Mexican Chocolate Cream Pie
Makes 1 pie with 8 servings

Crust:
  • 1 1/2 cups graham cracker crumbs (about 10 cookie sheets), divided
  • 2 tablespoons sugar
  • 1 teaspoon ground cinnamon
  • 1/8 teaspoon salt
  • 2 tablespoons egg white - about 1 large egg's worth
  • 2 tablespoons butter, melted
  • Cooking spray
Filling:
  • 1/2 cup sugar
  • 2 tablespoons cornstarch
  • 1 tablespoon unsweetened cocoa
  • 1/4 teaspoon instant espresso powder
  • 1/8 teaspoon salt
  • 1/8 teaspoon ground red pepper
  • 1 large egg
  • 1 large egg yolk
  • 1 3/4 cups 2% reduced-fat milk
  • 2 ounces dark chocolate, chopped
  • 1 1/2 cups frozen reduced-calorie whipped topping, thawed
 Directions

  1. Preheat oven to 375°.
  2. To prepare the crust, reserve 1 tablespoon crumbs for topping. Combine the remaining crumbs, 2 tablespoons sugar, cinnamon, and 1/8 teaspoon salt in a bowl, stirring well. Stir in egg white and butter. Press crumb mixture into bottom and up sides of a 9-inch pie plate coated with cooking spray. Bake at 375° for 9 minutes or until lightly toasted; cool completely on a wire rack.
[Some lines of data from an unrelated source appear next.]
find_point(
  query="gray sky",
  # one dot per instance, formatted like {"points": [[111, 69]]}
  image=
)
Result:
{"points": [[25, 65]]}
  3. To prepare filling, combine 1/2 cup sugar and the next 7 ingredients (through egg yolk) in a bowl, stirring well with a whisk. Place the milk in a medium, heavy saucepan over medium-high heat; cook until milk reaches 180° or until tiny bubbles form around edge (do not boil). Gradually add hot milk to egg mixture, stirring constantly with a whisk. Return milk mixture to pan; cook over medium heat 10 minutes or until thick and bubbly, stirring constantly. Remove from heat. Add chocolate; stir until smooth.
  4. Place pan in a large ice-filled bowl for 10 minutes or until mixture cools, stirring occasionally. Spoon filling into crust, and cover surface of filling with plastic wrap. Chill for 3 hours or until set; remove plastic wrap. Spread the whipped topping over filling; sprinkle with reserved cracker crumbs.